Oxaliplatin is a key drug in the treatment of advanced metastatic
colorectal cancer. Despite its beneficial effects in
tumor reduction, the most prevalent side-effect of
oxaliplatin treatment is a
chemotherapy-induced neuropathy that frequently forces to discontinue the
therapy. Indeed, along with direct damage to peripheral nerves, the
chemotherapy-related neurotoxicity involves also the central nervous system (CNS) as demonstrated by
pain chronicity and
cognitive impairment (also known as
chemobrain), a newly described pharmacological side effect. The presence of the blood brain barrier (BBB) is instrumental in preventing the entry of the drug into the CNS; here we tested the hypothesis that
oxaliplatin might enter the endothelial cells of the BBB vessels and trigger a signaling pathway that induce the disassembly of the tight junctions, the critical components of the BBB integrity. By using a rat brain endothelial cell line (RBE4) we investigated the signaling pathway that ensued the entry of
oxaliplatin within the cell. We found that the administration of 10 μM
oxaliplatin for 8 and 16 h induced alterations of the tight junction (TJs)
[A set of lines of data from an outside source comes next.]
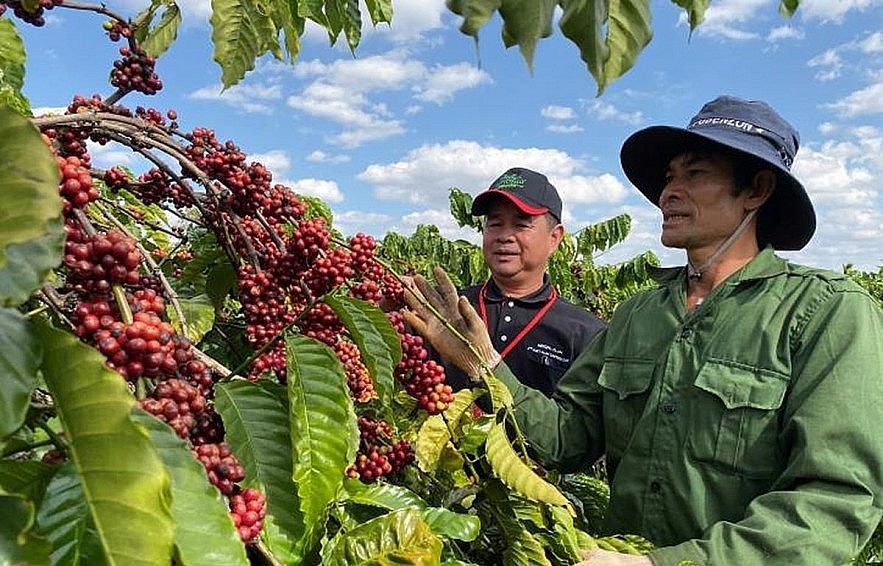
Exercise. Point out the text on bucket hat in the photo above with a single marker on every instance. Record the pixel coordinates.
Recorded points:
(787, 220)
(530, 191)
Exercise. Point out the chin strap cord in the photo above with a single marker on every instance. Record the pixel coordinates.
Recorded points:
(696, 272)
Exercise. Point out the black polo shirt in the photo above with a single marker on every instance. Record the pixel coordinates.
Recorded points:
(545, 352)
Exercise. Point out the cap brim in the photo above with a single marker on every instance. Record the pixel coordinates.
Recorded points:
(787, 221)
(482, 203)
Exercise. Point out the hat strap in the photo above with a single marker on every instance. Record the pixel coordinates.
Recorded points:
(696, 272)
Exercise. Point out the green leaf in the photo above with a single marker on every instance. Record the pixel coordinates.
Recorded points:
(125, 484)
(204, 530)
(582, 22)
(475, 13)
(18, 543)
(31, 230)
(378, 341)
(199, 317)
(515, 473)
(324, 435)
(435, 432)
(20, 357)
(256, 424)
(235, 35)
(380, 10)
(64, 519)
(696, 10)
(27, 478)
(163, 35)
(12, 68)
(525, 22)
(628, 32)
(400, 537)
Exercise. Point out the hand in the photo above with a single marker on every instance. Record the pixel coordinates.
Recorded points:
(606, 558)
(457, 311)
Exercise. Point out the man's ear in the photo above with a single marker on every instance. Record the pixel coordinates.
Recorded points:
(762, 186)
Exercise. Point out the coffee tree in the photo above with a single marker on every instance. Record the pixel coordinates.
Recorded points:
(197, 369)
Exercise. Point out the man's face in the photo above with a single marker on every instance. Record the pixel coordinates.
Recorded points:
(698, 207)
(516, 245)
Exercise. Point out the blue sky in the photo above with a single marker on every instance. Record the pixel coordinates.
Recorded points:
(382, 136)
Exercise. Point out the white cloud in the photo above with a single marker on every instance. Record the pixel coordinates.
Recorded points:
(868, 100)
(443, 82)
(248, 98)
(564, 129)
(723, 18)
(554, 112)
(325, 190)
(830, 64)
(784, 32)
(833, 10)
(341, 92)
(603, 110)
(319, 156)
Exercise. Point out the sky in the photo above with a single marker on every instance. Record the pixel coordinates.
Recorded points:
(383, 134)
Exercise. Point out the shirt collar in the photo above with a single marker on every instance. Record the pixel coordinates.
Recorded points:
(541, 295)
(765, 264)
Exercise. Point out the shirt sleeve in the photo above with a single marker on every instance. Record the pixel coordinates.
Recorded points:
(826, 503)
(564, 432)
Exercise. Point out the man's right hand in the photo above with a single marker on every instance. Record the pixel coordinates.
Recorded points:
(423, 298)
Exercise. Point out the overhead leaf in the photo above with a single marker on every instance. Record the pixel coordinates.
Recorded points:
(628, 33)
(582, 21)
(380, 10)
(31, 230)
(18, 543)
(236, 38)
(696, 10)
(125, 484)
(435, 432)
(378, 341)
(163, 35)
(65, 520)
(204, 530)
(324, 435)
(399, 537)
(525, 22)
(12, 68)
(199, 317)
(255, 416)
(20, 356)
(512, 470)
(28, 478)
(476, 13)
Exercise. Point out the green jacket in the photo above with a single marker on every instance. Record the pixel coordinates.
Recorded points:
(748, 432)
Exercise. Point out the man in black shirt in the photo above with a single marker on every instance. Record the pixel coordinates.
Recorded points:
(536, 332)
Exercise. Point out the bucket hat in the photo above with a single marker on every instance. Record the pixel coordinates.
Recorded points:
(530, 191)
(787, 220)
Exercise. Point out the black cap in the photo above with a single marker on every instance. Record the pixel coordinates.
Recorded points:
(530, 191)
(751, 127)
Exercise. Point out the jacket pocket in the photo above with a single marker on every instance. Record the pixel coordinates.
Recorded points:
(734, 423)
(625, 384)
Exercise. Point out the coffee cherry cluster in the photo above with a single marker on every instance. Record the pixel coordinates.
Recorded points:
(379, 453)
(135, 72)
(101, 261)
(248, 509)
(423, 378)
(76, 186)
(177, 403)
(222, 467)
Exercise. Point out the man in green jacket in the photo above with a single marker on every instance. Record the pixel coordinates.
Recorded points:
(740, 403)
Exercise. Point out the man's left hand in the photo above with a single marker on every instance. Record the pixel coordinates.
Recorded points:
(607, 558)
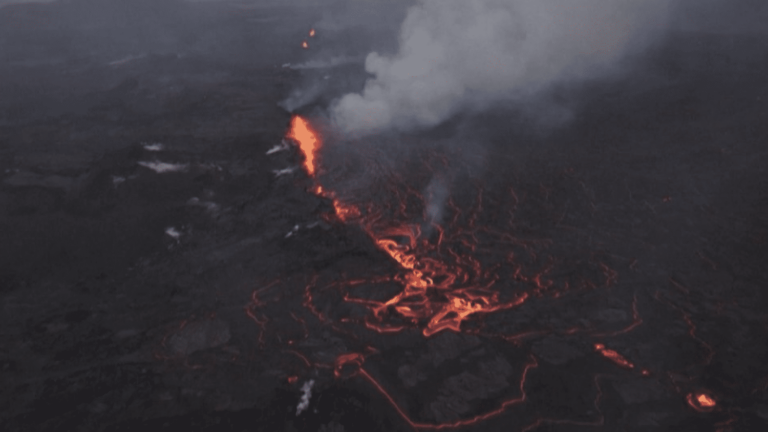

proteins zonula occludens-1 (ZO-1) and of
F-actin, thus highlighting BBB alteration. Furthermore, we reported that intracellular
oxaliplatin rapidly induced increased levels of
reactive oxygen species and endoplasmic reticulum stress, assessed by the evaluation of
glucose-regulated
protein GRP78 expression levels. These events were accompanied by activation of
caspase-3 that led to extracellular
ATP release. These findings suggested a possible novel mechanism of action for
oxaliplatin toxicity that could explain, at least in part, the
chemotherapy-related central effects.